Ory put his face in his hands. “Imanuel, please. I can’t give up on her.”
“Ory—”
“No,” Ory cut him off. There was a high, desperate pitch in his voice that scared them both. “Okay, what about after, then?” he asked frantically. Everything—reaching D.C., finding Imanuel, all the hope—was streaming through his hands like sand in a sieve. “What if I agree to help until we get Paul’s book? Would you lend me soldiers then?”
They stared at each other for a moment until Ory finally looked away.
“Ory,” Imanuel said. “Look at me.”
Ory couldn’t meet his eyes. He knew it was a pointless thing to ask for. If there was almost no chance that Max was still alive in D.C. now, there’d be even less chance she would be here once he found Paul’s book days, weeks, months from now. When he finally looked up, he could see it in Imanuel’s face. That Imanuel understood that somewhere deep down, Ory knew Max wasn’t in D.C. That he’d never find her, no matter how long he tried. But that it wasn’t so much about actually finding Max as just not stopping the search.
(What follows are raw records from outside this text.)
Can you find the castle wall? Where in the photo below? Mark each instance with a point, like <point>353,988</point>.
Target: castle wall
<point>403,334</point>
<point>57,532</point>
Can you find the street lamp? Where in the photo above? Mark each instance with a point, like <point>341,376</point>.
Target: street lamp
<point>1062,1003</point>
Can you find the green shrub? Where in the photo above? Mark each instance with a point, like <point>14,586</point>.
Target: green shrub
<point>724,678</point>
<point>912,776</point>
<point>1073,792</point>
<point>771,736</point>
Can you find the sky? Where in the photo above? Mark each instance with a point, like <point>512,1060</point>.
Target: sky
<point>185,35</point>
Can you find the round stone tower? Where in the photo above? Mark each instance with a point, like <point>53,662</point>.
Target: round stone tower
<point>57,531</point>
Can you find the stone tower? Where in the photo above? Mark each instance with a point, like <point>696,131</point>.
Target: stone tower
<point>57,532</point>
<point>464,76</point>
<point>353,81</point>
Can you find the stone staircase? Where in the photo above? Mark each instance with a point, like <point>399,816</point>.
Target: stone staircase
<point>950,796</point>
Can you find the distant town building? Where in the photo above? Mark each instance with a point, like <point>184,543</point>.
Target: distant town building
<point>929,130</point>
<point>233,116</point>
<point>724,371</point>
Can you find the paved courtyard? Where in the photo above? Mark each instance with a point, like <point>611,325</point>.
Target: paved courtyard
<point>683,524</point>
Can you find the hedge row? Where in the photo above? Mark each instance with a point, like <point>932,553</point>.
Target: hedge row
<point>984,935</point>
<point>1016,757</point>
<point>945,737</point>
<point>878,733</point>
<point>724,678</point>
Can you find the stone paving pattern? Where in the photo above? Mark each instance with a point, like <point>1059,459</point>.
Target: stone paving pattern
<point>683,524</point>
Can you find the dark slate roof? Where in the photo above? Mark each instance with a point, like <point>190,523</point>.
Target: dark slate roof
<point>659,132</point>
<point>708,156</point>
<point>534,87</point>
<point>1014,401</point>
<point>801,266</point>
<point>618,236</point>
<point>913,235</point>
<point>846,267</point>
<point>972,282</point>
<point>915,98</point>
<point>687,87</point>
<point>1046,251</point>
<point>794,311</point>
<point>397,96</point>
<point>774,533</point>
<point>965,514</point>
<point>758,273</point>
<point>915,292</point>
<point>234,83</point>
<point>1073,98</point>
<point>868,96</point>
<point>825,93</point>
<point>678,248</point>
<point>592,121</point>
As long as he kept looking for her, she was still real.
“Do you sometimes feel like—” Imanuel paused. “Like you don’t even know who you are without her?”
Ory watched him, not moving.
“I did, when the Forgetting first happened in Boston—during the wedding,” he continued. A faint smile flickered. “The wedding. Those terrible tuxedoes.”
Finally Ory smiled, too. He couldn’t help it.
“I remember standing there with Paul, watching the broadcast. I thought, It’s going to happen to us, too. One of us was going to lose his shadow, and it was going to be me.” His eyes searched Ory’s face. “I was convinced it was going to be me. Because he was so strong. So . . . larger than life, and sure of everything, always. I was always the one afraid or uncertain. Never taking risks. Standing there in front of the TV, I couldn’t imagine how I’d go on without him, as just myself. I thought that meant something. A weakness.” He shrugged. On the floor, his shadow did the same. “Here I am.”